También informó que, debido a que es el primer prototipo, se le implementó un algoritmo que solo permite captar la temperatura, humedad del ambiente y el grado de alcalinidad (pH) del agua. Este mismo sistema permitirá, más adelante, abarcar sensores más completos, como el multiparamétrico, que es capaz de monitorear hasta 14 valores de calidad de agua como turbidez, salinidad, oxígeno disuelto, etc. Es decir, se podrá obtener una mayor cantidad de datos para así medir de manera más completa la calidad de agua.

Lo que se observó es que la contaminación de la laguna Moronacocha es alarmante. Esto debido a la actividad contaminante de los mismos pobladores, lo cual pone en peligro no solo a la población iquiteña, sino a los peces que lo habitan. La flora y su diversidad ictiológica están seriamente amenazados.

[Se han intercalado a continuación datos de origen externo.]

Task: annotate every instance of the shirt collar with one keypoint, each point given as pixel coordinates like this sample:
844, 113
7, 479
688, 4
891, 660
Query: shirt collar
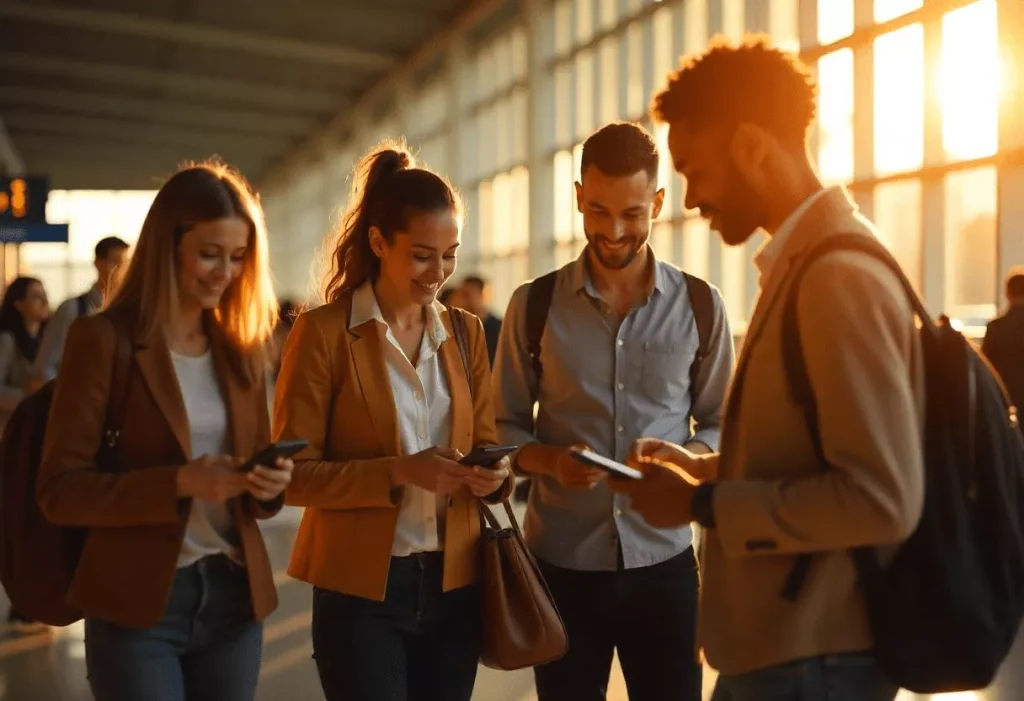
366, 308
770, 250
582, 279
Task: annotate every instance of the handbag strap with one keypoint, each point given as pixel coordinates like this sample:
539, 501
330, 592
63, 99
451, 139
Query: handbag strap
458, 317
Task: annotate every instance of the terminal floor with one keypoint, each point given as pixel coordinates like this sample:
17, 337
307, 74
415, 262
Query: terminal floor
50, 666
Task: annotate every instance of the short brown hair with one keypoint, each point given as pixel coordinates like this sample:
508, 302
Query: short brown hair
621, 149
729, 84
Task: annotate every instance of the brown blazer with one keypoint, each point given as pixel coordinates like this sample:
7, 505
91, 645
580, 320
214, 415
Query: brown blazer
136, 520
334, 391
772, 502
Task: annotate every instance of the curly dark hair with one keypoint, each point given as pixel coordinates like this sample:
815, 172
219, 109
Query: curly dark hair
752, 82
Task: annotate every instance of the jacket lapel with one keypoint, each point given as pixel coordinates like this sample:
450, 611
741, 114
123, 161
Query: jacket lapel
238, 396
154, 360
371, 373
462, 401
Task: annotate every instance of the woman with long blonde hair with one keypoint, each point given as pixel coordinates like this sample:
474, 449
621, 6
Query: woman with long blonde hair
174, 577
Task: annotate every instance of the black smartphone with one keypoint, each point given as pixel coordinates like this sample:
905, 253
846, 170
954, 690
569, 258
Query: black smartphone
486, 455
591, 458
269, 454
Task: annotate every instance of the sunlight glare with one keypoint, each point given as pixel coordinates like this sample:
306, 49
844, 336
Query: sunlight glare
969, 81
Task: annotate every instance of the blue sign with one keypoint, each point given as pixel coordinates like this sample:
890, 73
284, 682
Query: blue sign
33, 233
23, 200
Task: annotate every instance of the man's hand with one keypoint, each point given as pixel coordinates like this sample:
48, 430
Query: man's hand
646, 451
663, 496
572, 474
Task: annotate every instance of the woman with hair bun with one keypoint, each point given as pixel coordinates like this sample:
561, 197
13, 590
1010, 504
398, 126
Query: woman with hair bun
375, 381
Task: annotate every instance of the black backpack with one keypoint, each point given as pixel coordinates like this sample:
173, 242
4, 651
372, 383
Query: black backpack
539, 303
946, 609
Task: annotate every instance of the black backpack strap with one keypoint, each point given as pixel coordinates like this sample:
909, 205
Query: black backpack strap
803, 394
539, 297
702, 304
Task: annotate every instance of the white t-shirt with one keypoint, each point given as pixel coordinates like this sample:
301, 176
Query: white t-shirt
211, 527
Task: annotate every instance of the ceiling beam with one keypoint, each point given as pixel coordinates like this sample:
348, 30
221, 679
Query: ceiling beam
314, 144
280, 97
10, 160
197, 35
200, 142
166, 112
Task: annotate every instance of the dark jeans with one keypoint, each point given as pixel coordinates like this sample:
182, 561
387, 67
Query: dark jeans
834, 677
648, 613
207, 647
419, 644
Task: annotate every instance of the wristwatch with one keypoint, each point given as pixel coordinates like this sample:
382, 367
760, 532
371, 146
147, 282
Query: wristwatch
702, 505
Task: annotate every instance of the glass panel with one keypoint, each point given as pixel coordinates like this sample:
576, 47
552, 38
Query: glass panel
890, 9
585, 20
695, 26
732, 18
835, 19
502, 213
519, 217
899, 100
485, 218
609, 79
970, 81
584, 94
836, 117
664, 50
696, 247
564, 194
578, 230
971, 245
666, 173
634, 71
563, 27
783, 19
563, 104
734, 262
897, 215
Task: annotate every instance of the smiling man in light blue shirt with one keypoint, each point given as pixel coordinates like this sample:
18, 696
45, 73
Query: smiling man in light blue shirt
617, 349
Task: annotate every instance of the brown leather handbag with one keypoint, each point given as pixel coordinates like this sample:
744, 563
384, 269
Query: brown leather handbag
521, 624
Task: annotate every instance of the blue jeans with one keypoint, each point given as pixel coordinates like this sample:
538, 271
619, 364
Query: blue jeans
833, 677
420, 644
207, 647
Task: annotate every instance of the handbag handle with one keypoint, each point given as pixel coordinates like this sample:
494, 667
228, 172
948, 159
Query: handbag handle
458, 317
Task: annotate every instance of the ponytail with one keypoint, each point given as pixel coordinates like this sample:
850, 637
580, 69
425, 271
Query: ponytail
387, 190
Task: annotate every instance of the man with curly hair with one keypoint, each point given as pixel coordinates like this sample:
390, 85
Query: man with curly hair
775, 621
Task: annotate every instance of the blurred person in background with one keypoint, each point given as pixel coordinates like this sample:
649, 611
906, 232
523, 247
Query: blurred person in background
23, 317
174, 581
476, 297
1004, 343
110, 256
376, 382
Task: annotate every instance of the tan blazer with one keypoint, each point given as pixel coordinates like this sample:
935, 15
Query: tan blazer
136, 520
772, 502
334, 391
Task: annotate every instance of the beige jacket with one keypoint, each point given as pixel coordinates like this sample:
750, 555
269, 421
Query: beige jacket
773, 502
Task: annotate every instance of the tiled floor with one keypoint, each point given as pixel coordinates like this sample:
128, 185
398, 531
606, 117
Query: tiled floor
51, 666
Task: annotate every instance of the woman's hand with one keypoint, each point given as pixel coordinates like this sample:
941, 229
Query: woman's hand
212, 478
435, 470
266, 484
485, 481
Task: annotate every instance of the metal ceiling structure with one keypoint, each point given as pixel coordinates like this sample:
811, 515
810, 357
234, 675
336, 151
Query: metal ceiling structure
113, 94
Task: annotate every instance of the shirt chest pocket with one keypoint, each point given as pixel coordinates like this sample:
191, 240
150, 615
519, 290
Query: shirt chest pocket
662, 370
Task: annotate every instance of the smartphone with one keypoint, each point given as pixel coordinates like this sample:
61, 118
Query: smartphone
269, 454
487, 455
591, 458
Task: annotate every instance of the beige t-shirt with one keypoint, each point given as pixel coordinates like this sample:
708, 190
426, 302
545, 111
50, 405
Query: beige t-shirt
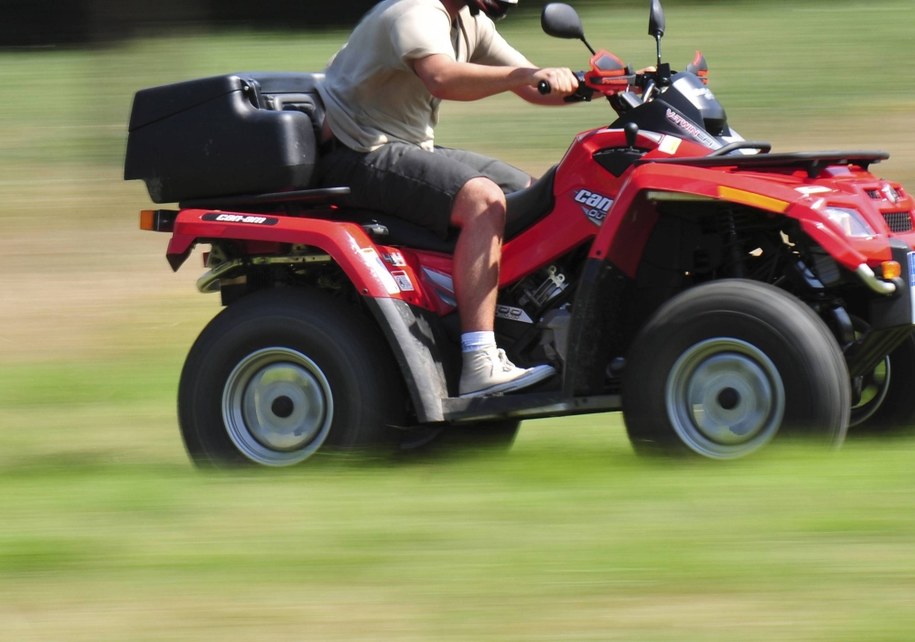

El casco del Cabot es de madera de topa (Ochroma pyramidale), mide 1 metro de largo, y 50 centímetros de ancho, utiliza un motor de hélice, batería de 12 voltios y una aleta de dirección. Es controlado remotamente y los datos que recopila son recepcionados y almacenados en un servidor para, luego, son analizados por los especialistas.

Iniciativas como estas son ahora de gran importancia dada la urgencia de medir la contaminación. Los residuos mineros amenazan la biodiversidad de la amazonía. Metales pesados, como el mercurio, son arrojados diariamente a los ríos por la explotación formal e informar del oro.